All’inizio mi sentivo utile, ogni minimo progresso era una gioia per me: riportarlo in classe con i compagni, riuscire a farlo separare – anche se solo per pochi attimi – dalle penne da cui è ossessionato. Anche solo semplicemente vederlo sorridere tranquillo era un gran progresso per me. Chiaramente più si migliora e più ci si avvicina al limite, un limite purtroppo dettato da una patologia. Così le giornate hanno cominciato ad essere sempre più uguali tra loro: la lezione di matematica alla prima ora, il chiacchiericcio dei colleghi, il suo sguardo perso nel vuoto. Chissà cosa sta pensando.
Mi ci specchio in quello sguardo, in quel volgere gli occhi da qualche parte per il solo fatto di averli, degli occhi. E invece lo sguardo della mente è altrove, è dentro di essa. La scruta, la studia, cerca di capirne il senso, di far luce sulle ombre. Niente, come concentrarsi su ogni singolo pixel di un’immagine senza però riuscire a vederla nella sua interezza. E non è colpa di un lavoro che sta diventando noioso. Forse ha più a che fare con la mia stanza sempre in disordine, con l’ultimo boccone che lascio sempre nel piatto, con il tollerare sempre meno tutto il casino che fate e che mi disturba i pensieri, sì, voi, che avete sempre qualcosa da dire e non comunicate mai niente. Esibizionisti.

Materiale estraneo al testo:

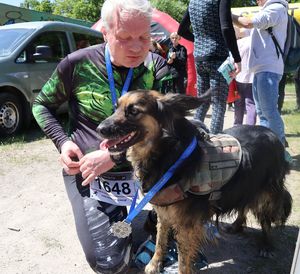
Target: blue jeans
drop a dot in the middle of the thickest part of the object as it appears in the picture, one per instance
(209, 77)
(265, 93)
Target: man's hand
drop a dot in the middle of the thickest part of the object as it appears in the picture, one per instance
(69, 157)
(94, 164)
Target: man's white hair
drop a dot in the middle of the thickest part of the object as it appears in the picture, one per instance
(110, 7)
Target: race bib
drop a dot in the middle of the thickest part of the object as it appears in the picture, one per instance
(116, 188)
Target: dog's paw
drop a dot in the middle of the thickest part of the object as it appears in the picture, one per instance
(153, 267)
(267, 252)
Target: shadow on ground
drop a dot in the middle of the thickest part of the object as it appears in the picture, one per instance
(239, 253)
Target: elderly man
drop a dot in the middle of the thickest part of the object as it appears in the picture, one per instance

Forse ha a che fare col mio bisogno di qualcosa che contenga il caos che ho dentro, di un piacere che duri più di un momento, di qualcosa che non mi costringa ogni giorno a indurmi quell’intorpidimento dei sensi che mi fa sentire come se fossi in coma, pur di non sentire i discorsi che vorrebbero farmi credere che questa è vita e io sono vivo. Io non sono né vivo né morto. Sono una via di mezzo. Fermo al centro di una scala di grigi, incerto sulla direzione da prendere. In balia dei venti e del loro soffiare. Spero, un giorno, nella direzione giusta.
“Per farti un esempio, sappi che io ho la necessità di vedere il cielo intero, di sentire tutte quante le direzioni del vento, di poter aprire la porta e raggiungere un bosco di notte quelle poche volte in cui faccio fatica a prender sonno. Ho bisogno di vedere i flussi di acqua corrente, di ricordarmi che sono piccolo così anche i miei problemi sono piccoli e risolvibili, così non devo a tutti i costi lanciare accuse a me o ad altri, perdere tempi con le colpe o i meriti.”